I started my second day in Switzerland by hiking up behind Staubbachfall Waterfall and exploring the rock gallery–Lauterbrunnen’s landmark and Europe’s highest free-falling waterfall at 297 metres. The mist and spray from the waterfall soaked me as I inched closer and closer to the falls. The view from behind the waterfall of Lauterbrunnen was amazing. It truly is the most perfectly picturesque town. After my waterfall hike, I explored the town via its one main street. A stop in the local Swiss Army Knife shop was a must! I picked up a green limited edition Swiss Amy Knife for my boyfriend which can only be purchased in Switzerland. After exploring the town, I headed towards the cable cars to plan my exploration in the Swiss Alps.
After a short look at the destinations at the station, I planned my trip to visit Grutschalp, Winteregg, Murren, and Allmendhubel via cable cars, train pulley cars, and hiking to experience Alpine villages and get the best views of the Swiss Skyline. I headed straight to Allmendhubel at 6257 feet in the Alps with 150 different types of alpine flora (i.e. gentians, alpine roses, and edelweiss) along the flower trail on the Kneipp path and flower trail on Murren’s home mountain. The skyline panorama view of the Swiss alps was out of this world from the unique mountain top chill seats . I could have chilled there all day.

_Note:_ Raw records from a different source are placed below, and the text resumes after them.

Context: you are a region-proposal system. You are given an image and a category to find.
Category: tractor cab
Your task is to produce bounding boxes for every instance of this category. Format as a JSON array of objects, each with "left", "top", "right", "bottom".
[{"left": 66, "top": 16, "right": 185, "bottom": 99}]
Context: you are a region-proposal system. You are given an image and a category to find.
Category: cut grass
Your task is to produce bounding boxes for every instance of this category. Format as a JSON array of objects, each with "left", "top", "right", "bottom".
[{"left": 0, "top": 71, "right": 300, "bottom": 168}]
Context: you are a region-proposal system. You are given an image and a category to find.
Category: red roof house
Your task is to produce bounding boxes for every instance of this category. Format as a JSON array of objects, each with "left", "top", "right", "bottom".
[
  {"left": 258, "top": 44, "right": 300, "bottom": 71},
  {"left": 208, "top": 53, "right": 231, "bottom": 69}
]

After a steep train ride down from Allmendhubel my next stop was Murren, an alpine village 5374 feet in the Swiss Alps. The wooden chalets and traditional homes scattered throughout were authentic and genuine. The sunny terrace high above Lauterbrunnen valley is a traditional Swiss community almost close enough to touch Eiger, Monch, and Jungfrau mountains. The natural village is home to Alpine skiing and snow sports. Free riders and the worlds largest group of amateur ski racers flock to Murren for its 15.8km race hosting 1850 people. After Murren, I took the train to Winteregg to then hike down to Grutschalp (4379 ft).
The hike down part of the Swiss Alps is a memory I will have forever. Mountain goats curiously walked past while grazing on alpine vegetation. Bells around cows necks could be heard jingling from a distance and echoed off the mountains (so farmers don’t loose their animals in the Alps). The incredible views of the surrounding mountains and valley villages far below left me speechless. Even with the moments of drizzle in between moments of sun, it was the most unexpected view of my life. After a cable car and gondola ride back to Lauterbrunnen, I spent the evening in awe of everything I had seen. A traditional meal rounded out my spectacular visit in Switzerland.